UMERKOT, Sept 23: More than 35 buffaloes died of a contagious disease within 10 hours in five villages near here on Sunday and over 200 more contracted the disease, according to Thar villagers.

Given the large number of mortality in just five villages the toll from the disease in the desert may be staggeringly high.

A cattle breeder Moula Bux of Hoondo Arisar village near Pithoro town said the disease took barely three days to cause an animal to die. “Just a day before, I saw 20 of my 150 buffaloes getting dull and sick with fever. And today, within hours their throats swelled, they suffered breathing problem and died,” he said, adding the villagers called it ‘Ghoghri’ disease in local parlance.

When asked how the villagers would treat the sick animals, he said that they would tie a Taveez (amulet) round the animal’s neck and sprinkle on it holy water prescribed by faith-healers.

He said that he did not know about any government department responsible for providing treatment to and vaccinating their ailing cattle.

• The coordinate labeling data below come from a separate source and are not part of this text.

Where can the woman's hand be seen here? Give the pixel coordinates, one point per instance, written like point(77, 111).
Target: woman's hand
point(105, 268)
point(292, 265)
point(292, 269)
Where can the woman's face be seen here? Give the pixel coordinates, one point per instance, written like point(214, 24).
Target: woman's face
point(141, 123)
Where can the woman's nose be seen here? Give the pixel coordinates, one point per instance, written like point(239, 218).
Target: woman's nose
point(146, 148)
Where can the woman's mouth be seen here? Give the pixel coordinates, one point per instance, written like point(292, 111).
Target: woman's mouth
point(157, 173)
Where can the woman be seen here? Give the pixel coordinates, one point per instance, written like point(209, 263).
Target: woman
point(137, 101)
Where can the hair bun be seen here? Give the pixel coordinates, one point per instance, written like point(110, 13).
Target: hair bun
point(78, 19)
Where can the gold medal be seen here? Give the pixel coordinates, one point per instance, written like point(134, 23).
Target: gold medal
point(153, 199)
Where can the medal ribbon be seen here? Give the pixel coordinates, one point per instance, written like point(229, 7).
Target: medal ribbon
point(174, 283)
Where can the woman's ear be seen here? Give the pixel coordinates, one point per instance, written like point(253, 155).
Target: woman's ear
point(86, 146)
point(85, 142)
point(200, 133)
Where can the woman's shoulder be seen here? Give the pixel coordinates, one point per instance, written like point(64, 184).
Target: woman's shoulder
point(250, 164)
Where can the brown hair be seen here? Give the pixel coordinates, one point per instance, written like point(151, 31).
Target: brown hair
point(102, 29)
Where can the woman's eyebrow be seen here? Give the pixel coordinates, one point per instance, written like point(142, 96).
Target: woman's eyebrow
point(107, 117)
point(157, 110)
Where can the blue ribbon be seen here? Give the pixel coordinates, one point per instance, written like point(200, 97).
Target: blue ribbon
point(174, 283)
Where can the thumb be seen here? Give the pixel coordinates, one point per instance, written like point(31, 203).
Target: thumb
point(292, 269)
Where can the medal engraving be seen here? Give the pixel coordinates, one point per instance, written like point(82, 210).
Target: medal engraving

Four buffaloes and two calves had died of the disease, causing him a loss of about Rs1 million, he said.

He said that he knew of people who had suffered a similar loss in nearby villages of Abdul Wahid, Anwar Sand, Saleh Sand, Ghulam Rasool Arisar, Din Mohammad, where over 35 buffaloes had died and more than 200 had contracted the disease.

Noor Ahmed Soomro, disease investigation officer of the Directorate of Animal Husbandry, Hyderabad, said that it was Hemorrhagic septicemia caused by Pasteurella multocida bacteria which inflicted buffaloes during rainy or harvesting season.

It started with high fever of 104 to 107 degree, making the animal lazy and restless. As the condition worsened the buffalo had respiratory distress and excessive accumulation of fluid from mouth and nose called profuse salivation, he said.

He claimed the department released disease forecast report through newspapers, television channels and radio after every three months but cattle breeder (most of whom are illiterate) did not pay attention to it.

He said the cattle contracting the disease could be saved if it was given sulpha demadine injection during the early stages of the disease. He advised cattle breeders to immediately quarantine the sick animals and vaccinate the herd before it was too late because it was a highly contagious disease.

The deputy director of livestock department, Abdul Ghani Bajeer, said that no farmer had complained to the department about the outbreak of the disease, still he had sent teams to the affected villages.